Upon hearing of the existence of the crater and the meteoritic iron, Barringer became convinced that the crater was of meteoritic origin. With both scientific and monetary aims in mind, Barringer created the "Standard Iron Company" in order to mine the crater for the iron that he assumed must be buried below its surface. The Standard Iron Company conducted drilling operations in and around the crater between 1903 and 1905, and concluded that the crater had indeed been caused by a violent impact. It was unable to find the meteorite, however.

== Scientific results ==
In 1906, Barringer and his partner, the mathematician and physicist Benjamin C. Tilghman, presented their first papers to the U.S. Geological Survey outlining the evidence in support of the impact theory. The papers were published in the Proceedings of the Academy of Natural Sciences in Philadelphia.

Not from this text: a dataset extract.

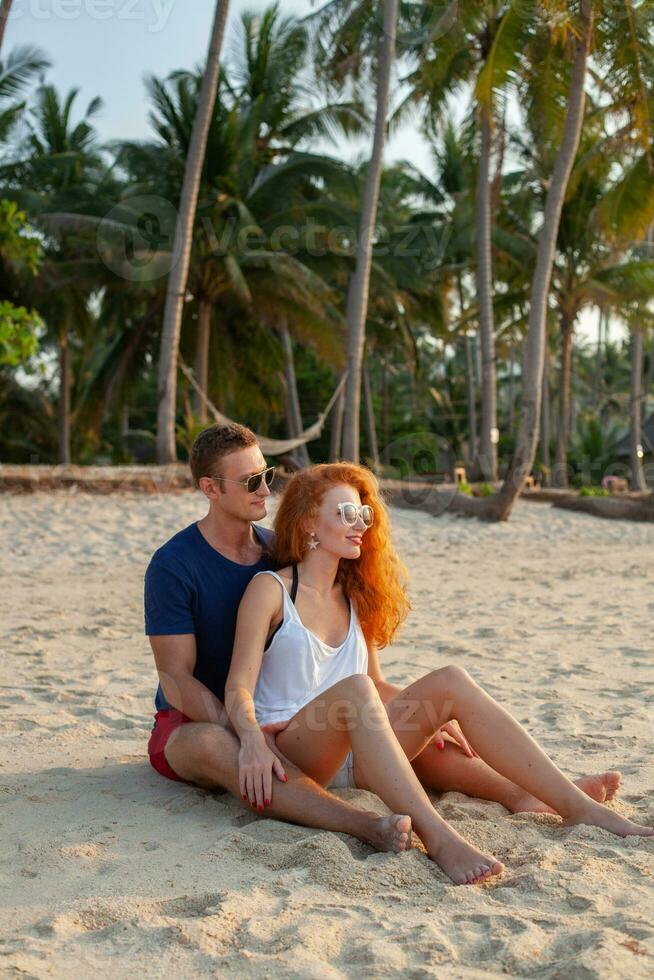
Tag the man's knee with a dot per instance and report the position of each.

By the late 1920s, Barringer had convinced most of the scientific community that his impact theory was correct. The theory has been further confirmed with new evidence since then, most notably by Eugene Shoemaker during the 1960s.

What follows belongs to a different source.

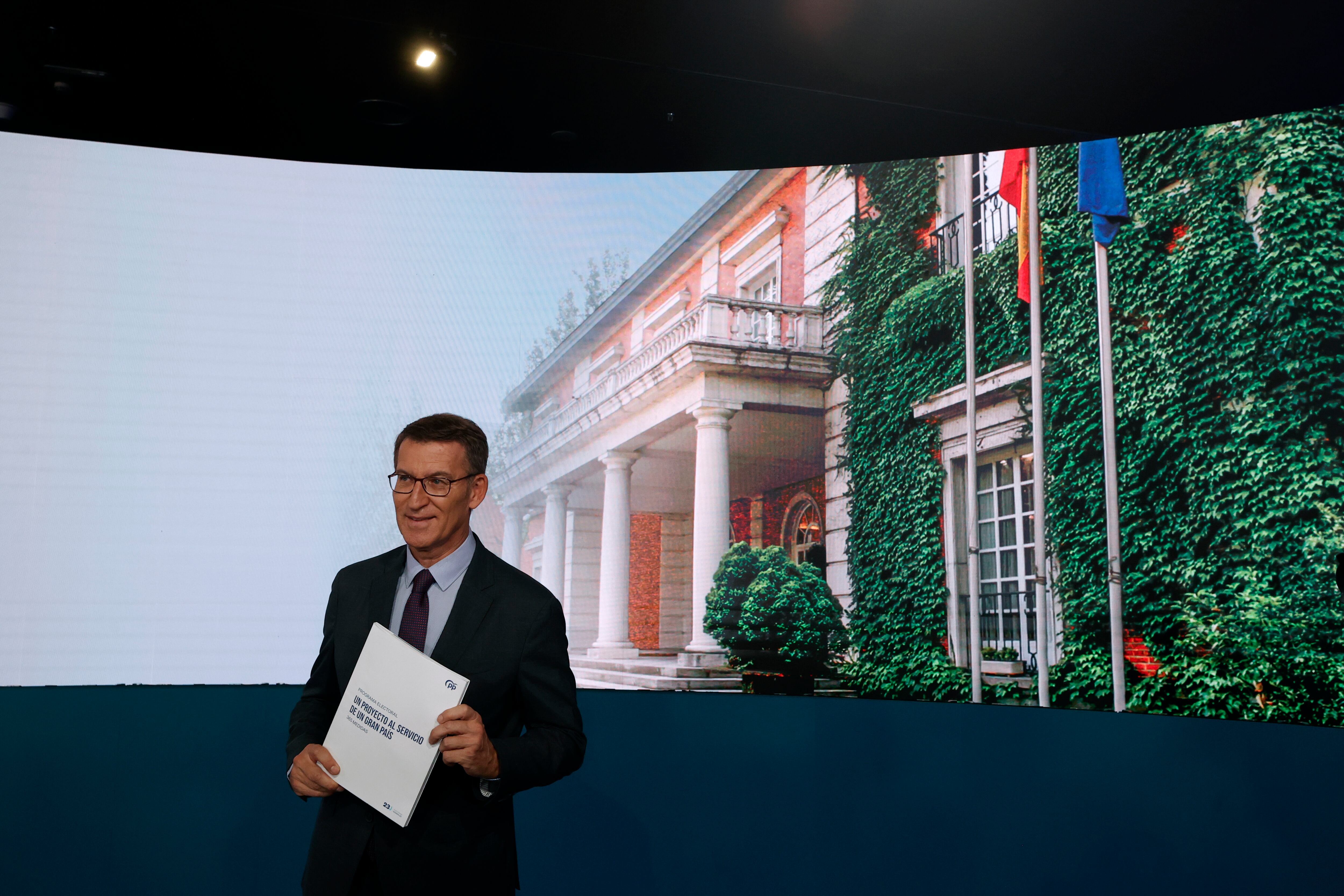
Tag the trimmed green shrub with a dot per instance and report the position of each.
(771, 612)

The mining of the crater continued until 1929 without ever finding the ten-million ton meteorite that Barringer assumed must be hidden. By this point Barringer had spent over $600,000 with no iron profits to show for it, nearly bankrupting him. At this time the astronomer Forest Ray Moulton performed calculations on the energy expended by the meteorite on impact, and concluded that the meteorite had most likely vaporized when it landed.

== Death ==
Barringer died of a heart attack on November 30, 1929, shortly after reading the very persuasive arguments that no iron was to be found. He was survived by his wife, Margaret Bennett, and eight children, who, with their descendants, formed the Barringer Crater Company, which owns the site to this day as a family business.

== Legacy ==
In honor of Daniel Barringer’s memory, in 1982 the Meteoritical Society established an award, the Barringer Medal, given at the Meteoritical Society annual meeting, to recognize outstanding work in the field of impact crater research which is sponsored by the Barringer Crater Company. In addition, in 2002 as a memorial to Daniel Barringer and his sons’ contributions to the field of impact crater research, the Barringer Crater Company established the Barringer Family Fund for Meteorite Impact Research to support field work by eligible students on the study of impact cratering processes.